According to two sources with direct knowledge of the call, the crew had put the patient into the back of the rig when the man suddenly became sick and began throwing up.

Immediately after the crew of Ambulance 26 delivered their patient to the hospital, they asked for permission to come back to the firehouse on Rhode Island Avenue so they could decontaminate the ambulance by washing it out with bleach, and for the firefighter, whose clothing was soiled, to change his clothes and take a shower.

But that request was denied. An official tried to intervene and that request was also denied. So the crew of Ambulance 26 took another run and headed to Hardy Middle School where a 12-year-old boy had broken his arm.

The two sources familiar with the run said the crew wiped down the ambulance the best they could and the firefighter cleaned off his pants, but the stench remained.

They then took the boy to Children’s Hospital before being allowed 30 minutes to clean up back at the station.

“Standard protocol is to decon the unit and contact the appropriate officials,” said firefighter union president Ed Smith.

What constitutes a decon?

“A decon means the back of the unit would need to be scrubbed down with some disinfectant,” Smith said. “And in this case, I believe the member should have changed his uniform also.”

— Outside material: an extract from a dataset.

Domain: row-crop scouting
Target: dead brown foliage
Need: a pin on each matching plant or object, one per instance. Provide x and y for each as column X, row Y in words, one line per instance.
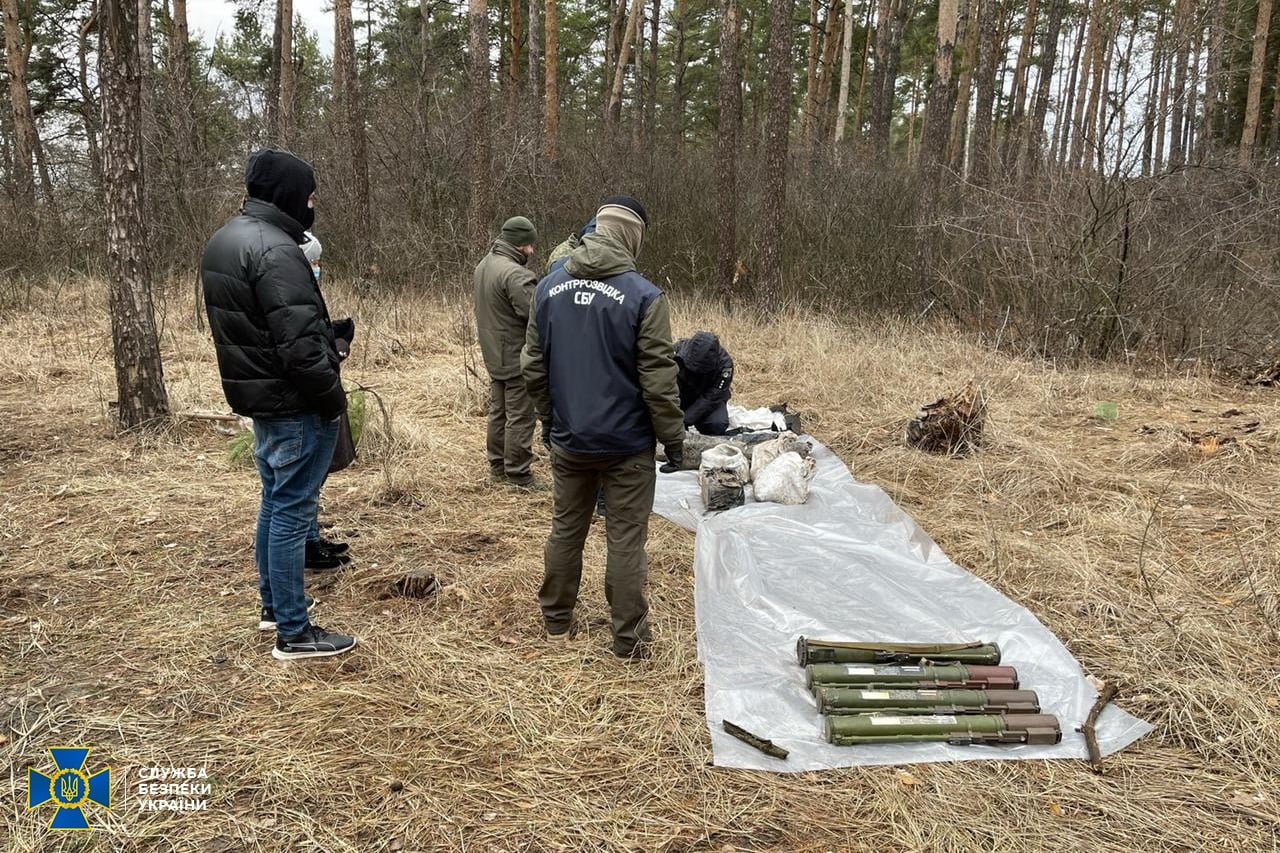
column 127, row 606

He described the incident as highly unusual, but said the EMS system is stretched to capacity.

“They are just running constantly,” he said. “You know, they’re packing a cooler and leaving the firehouse and they don’t return. They are foregoing lunch breaks, just trying to figure out a way to use the bathroom when they are at the hospital. Basic human needs and they are not getting that.”

In a statement released by D.C. Fire and EMS, a spokesman said this about the incident, reading in part: “If exposed to potentially infectious material, members are to clean the area immediately. However, fluids from emesis or vomiting are not known to be infectious.”

“Between 11 a.m. to 1 p.m. on May 27, the Department responded to about 50 emergency medical calls. Given the call volume and need for transport units, the decision was made to send the unit on another run.”

We also wondered what the Department of Health would have to say about the use of a contaminated ambulance. Here is its response, reading in part: “(The D.C. Department of Health) doesn’t technically have a policy or protocol for this specific situation … ideally (from a public health stand point) a medical provider should not be working with other patients if they have been vomited on and haven’t cleaned up. However, the most important factor is always saving residents lives and their ultimate safety.”

We should also note the contaminated ambulance was put in service on the same day and around the same time period where a 90-year-old woman was taken to a hospital on a fire engine after waiting 45 minutes for an ambulance that never came.